Although their seed investor had introduced founders to more than 100 farmers, starting out was not easy. Patnaik recalls how building trust with the farmers took some time. “From a working capital perspective, it was critical to build trust with farmers so that they could give us credit for at least four to five days,” he says.
Building a supply chain is a pretty capital-intensive affair, too. A 10,000 sq ft main warehouse costs them Rs.1.2 lakh per month as rental, with an additional Rs.12 lakh in deposit. Two delivery centres (2,000 sq ft each) are rented at Rs.40,000 per month. A 1,000 sq ft cold storage cost them Rs.10-12 lakh, and 5,000 crates (costing Rs.250 each) was an investment of another Rs.10-15 lakh. All of this is set up in Bengaluru. Their current capacity is enough to handle 70 tonnage of deliveries per day.
“Last year was a really bad time for fund raising. We started in February but could only raise the first round in November. At the time, when we needed to get customers quickly and reach a certain scale to raise funds, we had eight people doing multiple roles. Today we have 42 people working for us, excluding the warehousing staff,” says Raghunandan.
The company sells 15 to 18 tonne of vegetables and fruits a day, which translates into a turnover of around Rs.5 lakh a day or Rs.1.5 crore per month. To ramp up revenue, the next stop for LivLush is going to be Pune where they expect to sell 8-10 tonne of fruits and vegetables everyday. Apart from Pune, the company is looking to expand to New Delhi, Mumbai, Chennai, Ahmedabad and Hyderabad.
Rawal, who sounds satisfied with how the company is scaling up, says they normally back a company for five to six years. “We are not a seed fund, so we will participate in future rounds, too,” he says.

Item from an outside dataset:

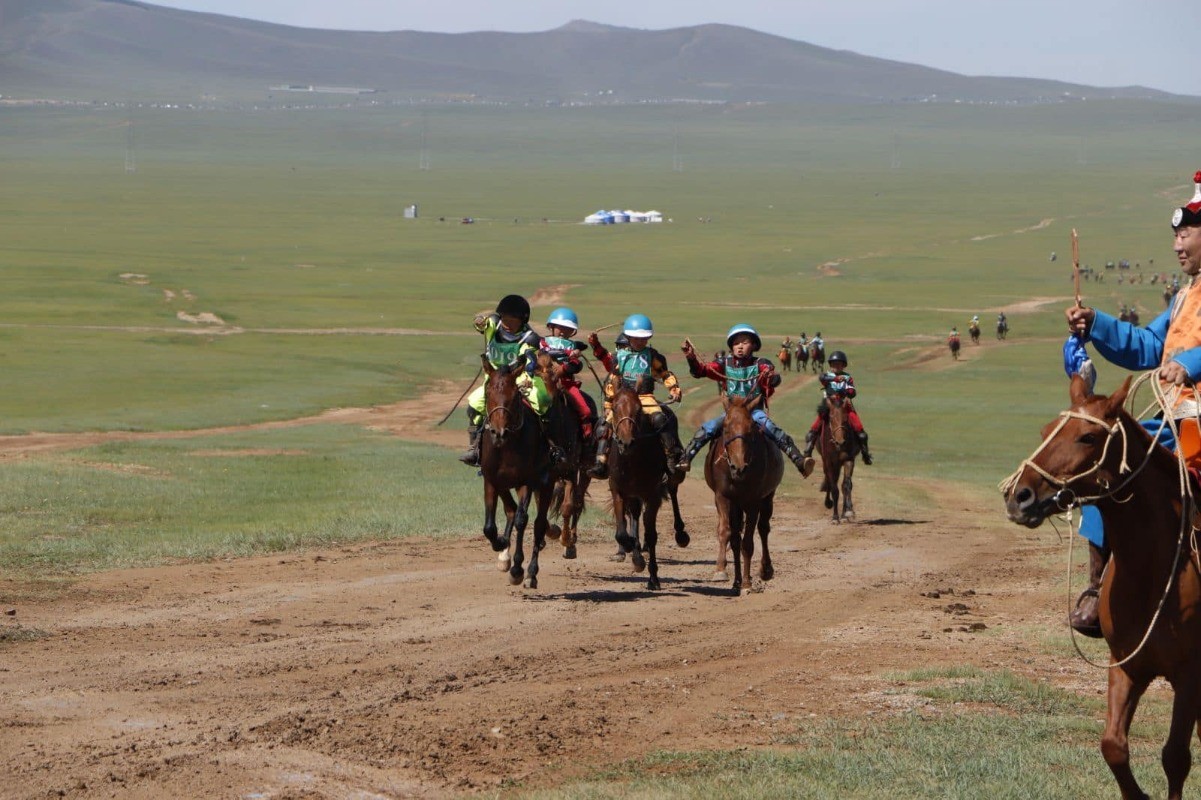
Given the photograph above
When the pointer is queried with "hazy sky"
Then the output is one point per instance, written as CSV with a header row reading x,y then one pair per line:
x,y
1095,42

In the future, LivLush plans to educate farmers about better farming techniques. Rawal thinks this a logical step, albeit a challenging one. “They have to do it for a large number of SKUs. But this is critical for them. If tomato is selling for Rs.85 per kg today, most farmers will sow tomatoes now, but end up dumping them on the road later on. They need to be educated on what’s the right time to sow, how to choose the right crops and the best practices as well.”

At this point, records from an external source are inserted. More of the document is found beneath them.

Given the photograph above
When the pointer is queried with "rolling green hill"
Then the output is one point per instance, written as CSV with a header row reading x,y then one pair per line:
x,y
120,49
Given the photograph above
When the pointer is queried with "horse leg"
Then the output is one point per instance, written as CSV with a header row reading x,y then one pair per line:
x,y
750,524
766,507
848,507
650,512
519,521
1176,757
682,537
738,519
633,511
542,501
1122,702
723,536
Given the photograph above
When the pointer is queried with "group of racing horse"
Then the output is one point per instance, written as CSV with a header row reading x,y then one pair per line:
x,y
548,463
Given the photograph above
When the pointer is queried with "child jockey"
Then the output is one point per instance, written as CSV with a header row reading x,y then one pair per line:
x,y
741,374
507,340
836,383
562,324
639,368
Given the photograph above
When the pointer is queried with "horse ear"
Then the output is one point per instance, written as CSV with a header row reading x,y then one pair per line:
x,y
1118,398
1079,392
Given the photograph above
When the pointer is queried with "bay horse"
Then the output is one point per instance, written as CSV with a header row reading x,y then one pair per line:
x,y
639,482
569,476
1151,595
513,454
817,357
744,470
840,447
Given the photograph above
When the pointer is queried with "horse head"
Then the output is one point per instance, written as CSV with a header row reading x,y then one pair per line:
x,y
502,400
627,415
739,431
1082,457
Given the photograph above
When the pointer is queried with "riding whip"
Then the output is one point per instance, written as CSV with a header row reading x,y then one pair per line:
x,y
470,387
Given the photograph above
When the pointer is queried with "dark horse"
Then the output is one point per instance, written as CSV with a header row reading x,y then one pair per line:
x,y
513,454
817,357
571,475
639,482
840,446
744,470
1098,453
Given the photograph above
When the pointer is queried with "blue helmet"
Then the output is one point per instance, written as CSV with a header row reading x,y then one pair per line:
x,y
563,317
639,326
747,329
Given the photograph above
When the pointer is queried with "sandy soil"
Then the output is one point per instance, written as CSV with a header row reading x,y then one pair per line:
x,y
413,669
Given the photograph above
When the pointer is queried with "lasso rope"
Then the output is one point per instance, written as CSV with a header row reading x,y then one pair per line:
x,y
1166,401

Other than that, the company is also looking to enter the retail market by leveraging on modified environment packaging, a technology that keeps vegetables and fruits fresher for longer periods of time. While LivLush will initially invest in a basic machine with an output of 2.5 tonne a day costing Rs.4.5 lakh, the eventual plan is to invest in a bigger machine with capacity of about 20 tonne a day costing around Rs.22 lakh. Patil believes, “We can disrupt the organised retail market when we start retailing vegetables in the future with such packaging.” The company is in talks with leading retailers such as Foodhall, Godrej Nature’s Basket, More and Big Bazaar. There are also plans underway to convert the waste into organic manure and sell that, too.

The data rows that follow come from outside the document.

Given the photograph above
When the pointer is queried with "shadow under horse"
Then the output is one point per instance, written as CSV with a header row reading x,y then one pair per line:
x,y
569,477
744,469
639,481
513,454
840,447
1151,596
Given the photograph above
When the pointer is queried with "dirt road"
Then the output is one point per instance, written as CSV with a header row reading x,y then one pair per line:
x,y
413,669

While currently the enterprise is not profitable, Patnaik is sanguine about starting to make profits by October-November this year. By FY18, the company is expecting to become a Rs.35 crore business.
However, they do face competition in this space. NinjaCart and Farm Taaza are two known players, operating out of Bengaluru itself. But that’s the least of their worries. “This is definitely not a winner-takes-all market. The more, the better,” smiles Patnaik. “But we are the only ones offering a full basket, that is, 200 SKUs. We are going to revolutionise organised retail.”